It’s official. Summer has started. For you this might mean a more relaxed few months. Or it might mean a busy season at work with more responsibilities. It might mean lots to do at home, trying to entertain bored, adventure-seeking kids.
But whether you have more or less time, consider carving out some time to nurture your relationship.
“One of the best ways to foster a connection is shared activities,” said Christina Steinorth-Powell, MFT, a psychotherapist who specializes in couples counseling in Santa Barbara, Calif. Shared activities give couples something fun to focus on, instead of the monotony of routine conversations, tasks and to-dos.
Shared activities also give couples a chance to collaborate when planning the activity and participating in it, she said. This involves “practicing your communication skills at a time when it’s fun to do so and doesn’t feel so much like ‘work.’”
If you’re trying a new activity, the experience often sparks playfulness and laughter, said Meredith Hansen, Psy.D, a clinical psychologist who specializes in couples, premarital and newlywed counseling. It encourages partners to turn to each other to cope with fears and anxieties and communicate about their needs and feelings, she said. It also encourages growth as a couple, she added.
Below, Steinorth-Powell and Hansen revealed shared activities couples can try this summer.
1. Recreate your first date.
“It will help remind you why you fell in love in the first place,” said Steinorth-Powell, also author of the book Cue Cards for Life: Thoughtful Tips for Better Relationships. For instance, one couple went to a seaside arcade, and had a blast.

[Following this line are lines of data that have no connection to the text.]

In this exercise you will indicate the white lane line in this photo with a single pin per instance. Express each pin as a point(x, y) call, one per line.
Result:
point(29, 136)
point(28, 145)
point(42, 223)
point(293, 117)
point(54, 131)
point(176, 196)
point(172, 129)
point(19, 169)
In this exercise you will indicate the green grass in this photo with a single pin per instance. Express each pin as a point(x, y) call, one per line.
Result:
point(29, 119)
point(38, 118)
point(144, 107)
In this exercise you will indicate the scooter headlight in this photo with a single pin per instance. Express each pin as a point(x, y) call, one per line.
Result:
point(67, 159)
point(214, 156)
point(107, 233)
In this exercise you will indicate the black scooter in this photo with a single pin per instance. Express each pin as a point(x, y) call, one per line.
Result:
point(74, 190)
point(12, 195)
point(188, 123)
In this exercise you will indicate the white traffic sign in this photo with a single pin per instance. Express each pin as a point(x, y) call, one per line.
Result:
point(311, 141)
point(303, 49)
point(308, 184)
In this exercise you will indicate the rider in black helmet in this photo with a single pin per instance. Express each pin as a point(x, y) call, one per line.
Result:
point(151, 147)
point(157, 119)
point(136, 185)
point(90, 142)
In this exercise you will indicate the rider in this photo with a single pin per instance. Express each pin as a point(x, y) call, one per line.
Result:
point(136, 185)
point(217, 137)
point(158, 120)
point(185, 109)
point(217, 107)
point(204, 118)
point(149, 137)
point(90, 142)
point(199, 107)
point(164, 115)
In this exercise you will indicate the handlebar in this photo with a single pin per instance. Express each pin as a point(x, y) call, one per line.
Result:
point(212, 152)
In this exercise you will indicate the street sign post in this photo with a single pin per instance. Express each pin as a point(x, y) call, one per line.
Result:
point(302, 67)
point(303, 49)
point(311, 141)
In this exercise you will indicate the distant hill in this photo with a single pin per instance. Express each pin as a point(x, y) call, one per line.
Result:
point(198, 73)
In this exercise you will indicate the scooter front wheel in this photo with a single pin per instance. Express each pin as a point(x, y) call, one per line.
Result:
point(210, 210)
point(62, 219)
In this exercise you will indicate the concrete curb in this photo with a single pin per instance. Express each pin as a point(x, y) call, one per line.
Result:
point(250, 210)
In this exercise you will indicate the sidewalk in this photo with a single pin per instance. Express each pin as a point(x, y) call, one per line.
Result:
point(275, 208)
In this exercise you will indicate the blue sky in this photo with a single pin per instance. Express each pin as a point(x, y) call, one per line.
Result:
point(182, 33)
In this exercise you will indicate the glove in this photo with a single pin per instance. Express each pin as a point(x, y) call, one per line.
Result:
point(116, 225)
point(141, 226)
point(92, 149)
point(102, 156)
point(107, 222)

They wondered why they ever stopped doing such fun activities together. In fact, most partners say this to Steinorth-Powell after trying this exercise.
Another couple took a spontaneous road trip for two weeks without any agenda. This reminded them of how carefree they were when they first started dating, she said. And, most importantly, it “reminded them that they do enjoy each other’s company.”
2. Take a hike.
“When we walk with our partner, we are able to have conversations without the interference of non-verbal cues,” such as grimaces, curious looks and furrowed brows, said Hansen, who has a private practice in Newport Beach, Calif. This is a good thing.
“Instead you are focused on the environment around you, which removes some pressure in the conversation and allows you to speak more freely.”
3. Take a road trip.
When you’re riding in the car, side by side, you also have the opportunity for deep, meaningful conversations, Hansen said. And, again, because this is a shared experience, you’re having to make decisions together (where to eat, sleep, stop and stay); work as a team; compromise to meet each other’s needs; and work on your communication, she said. Naturally, all of these elements are key for healthy, connected relationships.
Plus, “a road trip often leads to unexpected events and experiences that will make you laugh, cry, and find yourself in awe, which will help keep you bonded and connected as a couple. “
4. Sleep naked.
“When we fall in love, we typically experience high levels of oxytocin, which gives us that heady feeling during the first stages of our relationship,” said Steinorth-Powell. Oxytocin is a bonding hormone, which we can increase with skin-to-skin contact, she said.
Research has found that elevated levels of oxytocin reduce blood pressure and even the risk of heart disease, she said. This “kind of makes sleeping naked with your partner the gift that keeps on giving.”
5. Join a co-ed sports team.
This not only lets you share an activity together, Steinorth-Powell said, but it also gives you the opportunity to make mutual friends, cheer each other on and expand your support network.
6. Cook dinner from scratch one night a week.
“Cooking from scratch is a great way to work as a team and practice communicating and sharing ideas with one another,” Steinorth-Powell said. Plus, you can take this activity further by checking out interesting gourmet shops and local farmers’ markets, she said.
7. Try something new.
First talk about what you’ve always wanted to do, learn and try, Hansen said. She suggested asking open-ended questions. Then create a separate list of activities for each partner.
Pick one activity from each list to try this summer as a couple, Hansen said. For instance, this might include everything from sailing to paddle boarding to rock climbing to motorcycle riding.
“Not only will you benefit from the meaningful conversation and shared experiences, but you will also demonstrate support and interest in your spouse and what matters to them.”
Relationships require tending. We can’t expect our connection to flourish if we don’t attend to it. One way to cultivate our connection is by participating in shared activities. As Steinorth-Powell said, “Bonding experiences are vital in keeping relationships happy and healthy.”